Sue died in June, after a horrendous bout with cancer. They say twins have a special bond, and losing Sue seemed to take the fight out of Sindy. Sindy had been battling lung cancer herself for a couple of years, holding her tumors at bay with chemicals. 

"I smoked for 40 years. What did I expect?" she would say. 

She decided to stop taking her unpleasant drug therapy not long after Sue died. 

"We came into this world together and maybe that's how we should go out," Sindy said. 

My wife took an extended leave from work and spent the last two months caring for her full time, with help from hospice care and Barbara. 

Sindy was not perfect. She had the flaws a human has, and beat herself up about them sometimes, more than she should have. But one thing the long goodbye allowed was hearing from so many of her friends of her acts of kindness over the years. She feared Hell, having been raised Catholic, but was able to see from her friends in the end, I think, that the check-marks in her lifetime "plus" column far outnumbered the "minuses." 

She could be a bit obsessive. She had an entire closet of movies, DVDs, perhaps a thousand titles. She filled her house with sea-themed objects. Every wall and most flat surfaces, has seahorses, coral, shells, mermaids, dolphins. For years she patiently hand-painted colorful tropical fish and gave them away. Her Christmas tree always looked like it belonged to Poseidon. 

In the last year she began collecting glass and metal singing bowls, which give off an otherworldly tone as you run a wooden mallet around the rim. She spent many hours inside that hum. They brought her some measure of peace. 

Sindy always loved my homemade gingerbread men, so the last time I visited I brought her a batch, knowing she would not make it to Christmas this year. A couple of weeks later I was on the phone with my wife, and she told me Sindy had just eaten the last cookie. How she had made them last so long I do not know. 

"Thank you for the cookies," I heard Sindy yell off in the distance. "Thank you-thank you."

The double thank you was a Sindy trademark. Jimmy Durante had "A cha cha cha." Jack Nicholson had "You can't handle the truth." When I think of Sindy years from now, I have no doubt it is this catchphrase which will come to me first.

A ton of friends and family visited and called those last two months, so she got what a lot of people don't, which is to say goodbye and know it is goodbye. A lot of Yahtzee was played, a lot of laughs were had, good food enjoyed.

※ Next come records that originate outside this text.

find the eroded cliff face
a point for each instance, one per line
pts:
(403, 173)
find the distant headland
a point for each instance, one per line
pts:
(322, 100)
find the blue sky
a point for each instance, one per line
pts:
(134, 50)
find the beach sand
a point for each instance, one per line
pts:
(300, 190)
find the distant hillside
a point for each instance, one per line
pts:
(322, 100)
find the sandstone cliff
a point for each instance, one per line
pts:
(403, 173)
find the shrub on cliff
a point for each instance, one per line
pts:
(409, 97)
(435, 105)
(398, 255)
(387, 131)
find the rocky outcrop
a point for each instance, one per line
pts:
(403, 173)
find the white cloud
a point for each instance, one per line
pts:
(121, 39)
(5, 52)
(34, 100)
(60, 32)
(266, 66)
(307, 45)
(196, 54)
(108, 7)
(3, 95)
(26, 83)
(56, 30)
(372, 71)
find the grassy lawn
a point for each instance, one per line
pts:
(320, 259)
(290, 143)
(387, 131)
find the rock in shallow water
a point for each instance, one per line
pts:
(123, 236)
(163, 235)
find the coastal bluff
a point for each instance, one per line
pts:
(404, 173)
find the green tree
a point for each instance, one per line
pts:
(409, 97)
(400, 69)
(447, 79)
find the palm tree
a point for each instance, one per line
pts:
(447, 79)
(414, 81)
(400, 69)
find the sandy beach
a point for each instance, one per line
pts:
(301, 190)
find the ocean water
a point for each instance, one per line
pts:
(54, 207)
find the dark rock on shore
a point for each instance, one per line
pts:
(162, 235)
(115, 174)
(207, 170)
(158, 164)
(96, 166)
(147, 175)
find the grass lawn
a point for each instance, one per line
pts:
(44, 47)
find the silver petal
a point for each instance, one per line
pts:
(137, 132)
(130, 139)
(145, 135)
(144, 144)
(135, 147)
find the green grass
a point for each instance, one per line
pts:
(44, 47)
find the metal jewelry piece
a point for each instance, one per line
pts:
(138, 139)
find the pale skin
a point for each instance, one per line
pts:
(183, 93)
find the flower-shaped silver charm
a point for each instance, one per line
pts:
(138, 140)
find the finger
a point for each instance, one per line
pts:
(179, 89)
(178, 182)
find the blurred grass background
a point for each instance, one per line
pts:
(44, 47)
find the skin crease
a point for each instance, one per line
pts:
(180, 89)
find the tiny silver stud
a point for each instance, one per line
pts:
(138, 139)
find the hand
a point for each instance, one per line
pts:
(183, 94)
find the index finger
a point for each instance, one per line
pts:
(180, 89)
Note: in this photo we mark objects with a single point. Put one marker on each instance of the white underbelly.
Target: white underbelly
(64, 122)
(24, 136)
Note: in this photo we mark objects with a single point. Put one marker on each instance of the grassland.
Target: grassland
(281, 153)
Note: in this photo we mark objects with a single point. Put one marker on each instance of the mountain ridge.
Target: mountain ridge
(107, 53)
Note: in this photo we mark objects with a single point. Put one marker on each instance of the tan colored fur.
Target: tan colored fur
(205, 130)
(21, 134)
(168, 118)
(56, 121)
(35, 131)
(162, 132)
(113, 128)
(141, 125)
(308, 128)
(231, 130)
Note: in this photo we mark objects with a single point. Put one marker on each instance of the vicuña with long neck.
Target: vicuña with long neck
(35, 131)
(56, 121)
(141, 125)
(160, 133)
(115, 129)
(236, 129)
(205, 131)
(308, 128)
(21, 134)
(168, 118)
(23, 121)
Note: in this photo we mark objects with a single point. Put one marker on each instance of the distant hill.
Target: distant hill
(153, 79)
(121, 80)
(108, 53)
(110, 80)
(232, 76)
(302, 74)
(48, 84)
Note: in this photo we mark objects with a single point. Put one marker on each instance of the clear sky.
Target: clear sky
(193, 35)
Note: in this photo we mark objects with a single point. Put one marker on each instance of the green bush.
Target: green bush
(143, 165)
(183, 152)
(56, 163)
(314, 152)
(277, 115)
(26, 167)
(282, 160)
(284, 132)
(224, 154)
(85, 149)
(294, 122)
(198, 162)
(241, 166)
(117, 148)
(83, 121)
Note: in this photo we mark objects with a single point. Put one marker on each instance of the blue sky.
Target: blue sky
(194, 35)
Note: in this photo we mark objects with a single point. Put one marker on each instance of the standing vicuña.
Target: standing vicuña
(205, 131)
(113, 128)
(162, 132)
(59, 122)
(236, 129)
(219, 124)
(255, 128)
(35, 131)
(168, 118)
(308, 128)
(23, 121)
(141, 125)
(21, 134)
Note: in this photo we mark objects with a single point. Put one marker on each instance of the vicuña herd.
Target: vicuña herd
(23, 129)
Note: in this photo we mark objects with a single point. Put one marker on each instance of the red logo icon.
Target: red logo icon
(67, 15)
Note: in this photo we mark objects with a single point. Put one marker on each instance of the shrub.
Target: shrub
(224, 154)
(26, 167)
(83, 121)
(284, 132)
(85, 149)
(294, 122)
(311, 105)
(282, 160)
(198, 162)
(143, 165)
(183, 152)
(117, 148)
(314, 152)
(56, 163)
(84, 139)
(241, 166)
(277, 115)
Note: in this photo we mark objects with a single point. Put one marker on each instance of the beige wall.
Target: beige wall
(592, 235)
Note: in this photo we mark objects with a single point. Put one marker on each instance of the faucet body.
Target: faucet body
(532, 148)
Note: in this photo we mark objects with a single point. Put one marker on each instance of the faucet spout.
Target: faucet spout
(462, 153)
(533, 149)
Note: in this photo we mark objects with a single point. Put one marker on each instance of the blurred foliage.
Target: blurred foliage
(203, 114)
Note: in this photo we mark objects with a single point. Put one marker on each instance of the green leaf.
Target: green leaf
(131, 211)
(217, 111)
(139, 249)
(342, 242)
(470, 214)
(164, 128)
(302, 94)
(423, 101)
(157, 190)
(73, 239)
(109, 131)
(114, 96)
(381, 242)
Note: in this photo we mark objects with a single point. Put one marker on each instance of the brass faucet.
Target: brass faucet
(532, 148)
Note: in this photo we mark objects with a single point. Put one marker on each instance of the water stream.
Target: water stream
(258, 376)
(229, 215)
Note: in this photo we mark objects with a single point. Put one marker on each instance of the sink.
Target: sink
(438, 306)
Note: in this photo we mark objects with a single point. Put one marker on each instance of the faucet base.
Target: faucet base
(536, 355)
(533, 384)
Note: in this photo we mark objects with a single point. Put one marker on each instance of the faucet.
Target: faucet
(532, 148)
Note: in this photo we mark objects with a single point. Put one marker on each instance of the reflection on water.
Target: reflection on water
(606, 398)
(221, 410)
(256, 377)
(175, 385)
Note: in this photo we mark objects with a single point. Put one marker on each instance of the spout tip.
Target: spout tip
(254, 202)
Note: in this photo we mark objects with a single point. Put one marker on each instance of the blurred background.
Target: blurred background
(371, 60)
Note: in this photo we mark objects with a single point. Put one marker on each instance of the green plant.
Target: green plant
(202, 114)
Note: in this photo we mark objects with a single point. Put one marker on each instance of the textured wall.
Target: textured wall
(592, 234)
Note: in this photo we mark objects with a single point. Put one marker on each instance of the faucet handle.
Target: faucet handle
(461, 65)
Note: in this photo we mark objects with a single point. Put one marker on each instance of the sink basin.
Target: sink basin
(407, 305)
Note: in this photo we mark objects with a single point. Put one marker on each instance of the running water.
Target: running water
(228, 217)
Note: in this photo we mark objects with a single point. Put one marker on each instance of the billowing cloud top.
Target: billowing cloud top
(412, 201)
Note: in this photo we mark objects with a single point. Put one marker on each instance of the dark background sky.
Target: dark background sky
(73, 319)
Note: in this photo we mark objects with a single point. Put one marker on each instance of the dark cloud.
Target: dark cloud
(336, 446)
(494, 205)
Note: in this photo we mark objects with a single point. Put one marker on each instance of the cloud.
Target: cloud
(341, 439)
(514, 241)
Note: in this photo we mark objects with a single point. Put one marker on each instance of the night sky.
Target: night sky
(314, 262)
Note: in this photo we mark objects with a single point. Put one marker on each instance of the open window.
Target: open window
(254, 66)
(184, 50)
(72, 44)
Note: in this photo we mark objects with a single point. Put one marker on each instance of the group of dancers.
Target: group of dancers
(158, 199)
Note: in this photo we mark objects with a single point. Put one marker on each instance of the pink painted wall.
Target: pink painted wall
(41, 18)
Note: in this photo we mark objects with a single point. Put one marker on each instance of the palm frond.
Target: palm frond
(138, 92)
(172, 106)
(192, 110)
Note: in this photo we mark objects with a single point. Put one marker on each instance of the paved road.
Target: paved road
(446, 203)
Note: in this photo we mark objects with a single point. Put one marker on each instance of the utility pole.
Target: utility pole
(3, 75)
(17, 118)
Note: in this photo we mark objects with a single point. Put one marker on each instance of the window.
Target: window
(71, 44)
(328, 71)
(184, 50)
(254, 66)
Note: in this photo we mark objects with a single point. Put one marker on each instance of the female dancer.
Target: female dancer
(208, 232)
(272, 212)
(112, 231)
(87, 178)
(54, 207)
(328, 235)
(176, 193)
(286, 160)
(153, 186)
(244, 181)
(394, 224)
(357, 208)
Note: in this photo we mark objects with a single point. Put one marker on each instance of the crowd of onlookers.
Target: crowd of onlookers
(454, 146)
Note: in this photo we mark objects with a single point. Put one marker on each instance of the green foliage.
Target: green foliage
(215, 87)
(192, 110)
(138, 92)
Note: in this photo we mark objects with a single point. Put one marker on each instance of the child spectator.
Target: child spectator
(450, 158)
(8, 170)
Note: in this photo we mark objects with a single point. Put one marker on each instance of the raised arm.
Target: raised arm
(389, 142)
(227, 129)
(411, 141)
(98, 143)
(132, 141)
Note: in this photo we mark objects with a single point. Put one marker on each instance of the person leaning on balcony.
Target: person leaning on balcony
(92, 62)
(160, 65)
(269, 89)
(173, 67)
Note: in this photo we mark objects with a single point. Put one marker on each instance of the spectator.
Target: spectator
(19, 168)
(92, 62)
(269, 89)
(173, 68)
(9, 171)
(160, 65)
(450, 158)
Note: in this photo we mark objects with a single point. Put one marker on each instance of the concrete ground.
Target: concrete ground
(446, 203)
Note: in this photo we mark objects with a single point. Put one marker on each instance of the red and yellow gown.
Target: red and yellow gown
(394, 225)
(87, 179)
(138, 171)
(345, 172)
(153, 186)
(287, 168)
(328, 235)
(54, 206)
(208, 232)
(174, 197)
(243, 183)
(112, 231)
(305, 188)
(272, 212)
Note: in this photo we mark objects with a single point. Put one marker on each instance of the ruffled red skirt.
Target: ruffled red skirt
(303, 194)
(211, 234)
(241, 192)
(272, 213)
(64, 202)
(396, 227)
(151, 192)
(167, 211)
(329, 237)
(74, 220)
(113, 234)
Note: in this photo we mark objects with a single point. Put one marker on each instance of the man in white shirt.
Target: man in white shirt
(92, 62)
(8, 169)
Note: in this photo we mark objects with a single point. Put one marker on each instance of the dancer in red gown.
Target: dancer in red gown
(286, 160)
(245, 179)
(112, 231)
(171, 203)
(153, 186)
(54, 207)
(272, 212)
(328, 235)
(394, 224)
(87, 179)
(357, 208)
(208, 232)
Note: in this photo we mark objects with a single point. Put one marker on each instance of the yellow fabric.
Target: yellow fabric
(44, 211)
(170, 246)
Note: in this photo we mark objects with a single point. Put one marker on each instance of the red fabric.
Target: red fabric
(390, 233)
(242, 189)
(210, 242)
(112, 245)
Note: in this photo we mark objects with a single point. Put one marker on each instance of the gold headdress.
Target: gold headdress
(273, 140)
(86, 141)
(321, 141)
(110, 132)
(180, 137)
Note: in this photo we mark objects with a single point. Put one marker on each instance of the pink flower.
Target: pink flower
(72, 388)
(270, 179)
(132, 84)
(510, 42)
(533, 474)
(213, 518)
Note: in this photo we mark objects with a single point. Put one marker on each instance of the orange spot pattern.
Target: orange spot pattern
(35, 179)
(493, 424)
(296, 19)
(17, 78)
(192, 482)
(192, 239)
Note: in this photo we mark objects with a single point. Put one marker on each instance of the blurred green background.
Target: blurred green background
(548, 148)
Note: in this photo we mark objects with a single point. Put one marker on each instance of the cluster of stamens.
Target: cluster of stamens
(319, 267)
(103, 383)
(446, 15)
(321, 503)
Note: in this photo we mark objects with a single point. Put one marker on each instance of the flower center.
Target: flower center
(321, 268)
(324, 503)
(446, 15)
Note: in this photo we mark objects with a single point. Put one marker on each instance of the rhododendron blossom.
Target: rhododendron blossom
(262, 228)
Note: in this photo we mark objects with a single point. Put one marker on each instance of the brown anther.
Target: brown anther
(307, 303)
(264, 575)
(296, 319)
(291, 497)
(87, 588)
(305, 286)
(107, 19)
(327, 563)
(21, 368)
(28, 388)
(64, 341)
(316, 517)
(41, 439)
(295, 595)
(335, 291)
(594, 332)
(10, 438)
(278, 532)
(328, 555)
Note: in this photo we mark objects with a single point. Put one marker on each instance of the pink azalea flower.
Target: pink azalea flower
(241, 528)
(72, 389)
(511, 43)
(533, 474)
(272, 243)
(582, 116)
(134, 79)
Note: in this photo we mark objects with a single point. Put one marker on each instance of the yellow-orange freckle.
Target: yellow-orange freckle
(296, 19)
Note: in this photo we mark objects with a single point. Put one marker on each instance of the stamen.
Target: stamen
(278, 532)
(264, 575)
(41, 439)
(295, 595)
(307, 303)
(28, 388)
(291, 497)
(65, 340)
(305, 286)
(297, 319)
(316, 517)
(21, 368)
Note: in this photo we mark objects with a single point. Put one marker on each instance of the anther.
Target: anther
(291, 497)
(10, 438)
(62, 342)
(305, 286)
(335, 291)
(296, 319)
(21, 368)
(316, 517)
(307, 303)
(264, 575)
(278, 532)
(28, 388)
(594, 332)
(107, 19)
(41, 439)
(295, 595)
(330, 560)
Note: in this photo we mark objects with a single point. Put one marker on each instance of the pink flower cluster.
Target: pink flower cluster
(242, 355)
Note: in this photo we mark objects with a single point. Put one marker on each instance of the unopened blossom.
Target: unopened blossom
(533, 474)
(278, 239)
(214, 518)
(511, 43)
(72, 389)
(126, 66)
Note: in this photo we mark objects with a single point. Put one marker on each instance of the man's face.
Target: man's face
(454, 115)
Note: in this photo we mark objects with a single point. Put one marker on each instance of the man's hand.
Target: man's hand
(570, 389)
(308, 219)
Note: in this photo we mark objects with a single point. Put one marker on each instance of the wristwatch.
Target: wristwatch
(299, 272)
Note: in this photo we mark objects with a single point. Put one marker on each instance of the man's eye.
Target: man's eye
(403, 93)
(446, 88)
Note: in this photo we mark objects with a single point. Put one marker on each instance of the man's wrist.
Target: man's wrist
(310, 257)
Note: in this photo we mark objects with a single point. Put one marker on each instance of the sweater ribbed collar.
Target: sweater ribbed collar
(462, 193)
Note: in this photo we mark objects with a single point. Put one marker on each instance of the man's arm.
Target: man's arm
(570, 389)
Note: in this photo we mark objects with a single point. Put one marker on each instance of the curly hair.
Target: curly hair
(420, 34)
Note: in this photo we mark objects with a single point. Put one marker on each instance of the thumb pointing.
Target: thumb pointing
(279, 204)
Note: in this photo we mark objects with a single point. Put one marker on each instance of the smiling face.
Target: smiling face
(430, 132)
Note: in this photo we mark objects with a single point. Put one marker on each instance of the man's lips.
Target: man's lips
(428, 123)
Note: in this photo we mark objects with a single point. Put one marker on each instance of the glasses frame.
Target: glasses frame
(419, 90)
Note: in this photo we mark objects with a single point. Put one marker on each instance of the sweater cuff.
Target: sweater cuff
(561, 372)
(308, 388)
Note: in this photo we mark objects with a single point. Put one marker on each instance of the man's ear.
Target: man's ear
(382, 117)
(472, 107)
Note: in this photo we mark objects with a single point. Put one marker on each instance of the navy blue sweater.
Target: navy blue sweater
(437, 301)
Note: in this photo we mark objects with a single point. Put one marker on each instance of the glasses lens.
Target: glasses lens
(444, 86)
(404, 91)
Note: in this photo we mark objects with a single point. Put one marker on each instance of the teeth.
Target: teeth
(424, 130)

Jen cooked for her a lot, and once she even said, "This is so good. You have to give me the recipe before you go," before remembering that Jen would not be the one doing the going this time.

She lasted longer than I expected. Each week I would think well, this is the week, and then four weeks later, well, this must be it, but no, and this went on for so long that when Jen finally called to say she had died, the first words out of my mouth were, "What happened?"

No, this is not a humor column, but as it celebrates one 77 year dance, celebrates a girl, a twinny, a mischief-maker, a mom, a wife, a cat lover, a granny, a dolphin/mermaid/seahorse tchotchke collector, there is humor enough. 

"Thank you-thank you" Sindy. You were just a kid.